No sé si a los ciudadanos, en general, les parece mucho o poco. Como no conozco el caso, diré que me parece ley, pero no justicia.

la ley debe servir precisamente para que se haga justicia, que no hay nada más importante que la justicia y los derechos humanos.

Escucho muy a menudo, y multiplicadas por medios de comunicación, la sempiterna y creciente queja que existe acerca de la supuesta brevedad de las penas de reclusión a la que los enjuiciados son sentenciados. Sí, escribo, "enjuiciados", y no delincuentes, criminales... No todo enjuiciado es culpable, aunque exista una sentencia que lo dictamine. De hecho ( y derecho) existen sentencias firmes y penas cumplidas por inocentes.
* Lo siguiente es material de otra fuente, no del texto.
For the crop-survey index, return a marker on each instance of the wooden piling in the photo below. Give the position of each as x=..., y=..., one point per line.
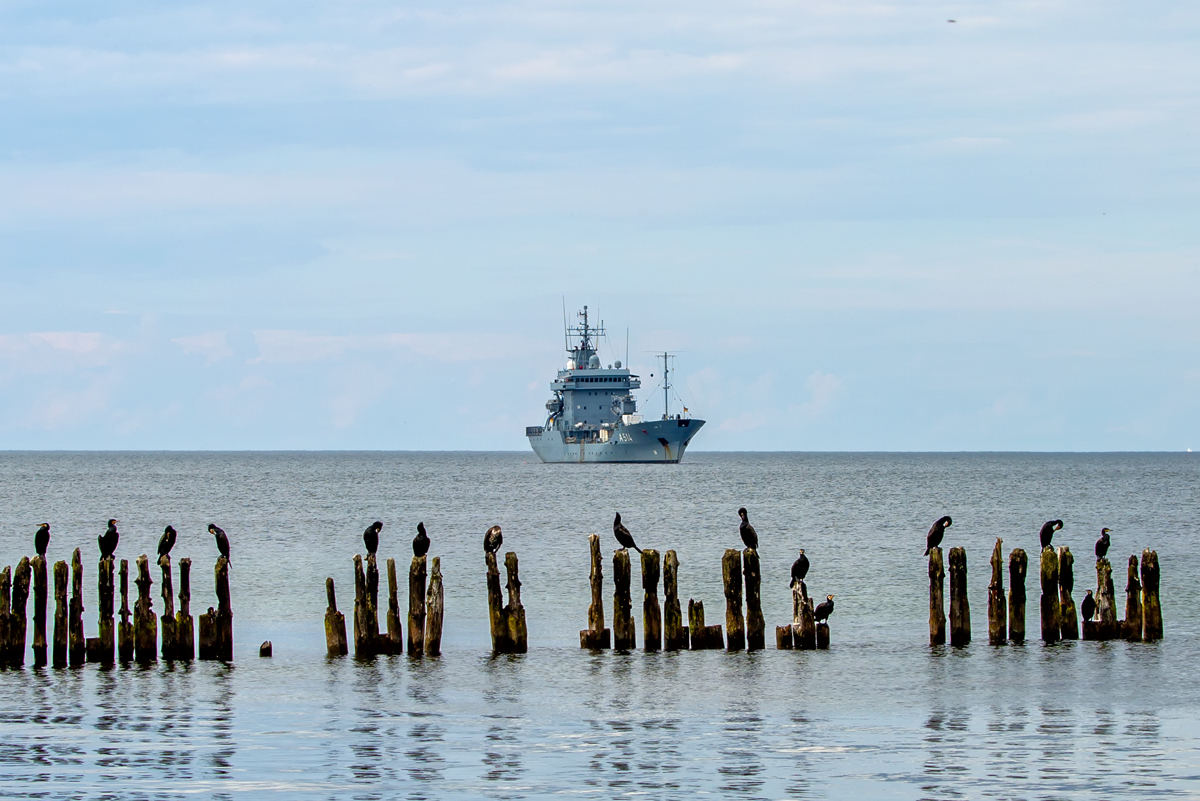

Pero no van por ahí mis tiros, que este disparo me salió sesgado.
Creo que existe un desconocimiento generalizado sobre lo que es una prisión, y un desconocimiento pleno -al no ser que hayas sido preso- de lo que son, ya no cinco años, sino cinco minutos de privación de libertad, y encerrado entre muros, guardias, y pistolas. Muchas quejas acerca de la duración de las penas, pero pocas que se dirijan a cuestionar la funcionalidad de las mismas, e independientemente de su duración. La duración de la pena es una pena. Lo es porque, cuando hace, en parte, justicia con el delincuente -con su encierro y separación de la sociedad- no acaba por hacer justicia con la sociedad, que ignora que cuanto más tiempo esté encerrada una persona, menos persona, y más delincuente, será cuando termine su encierro.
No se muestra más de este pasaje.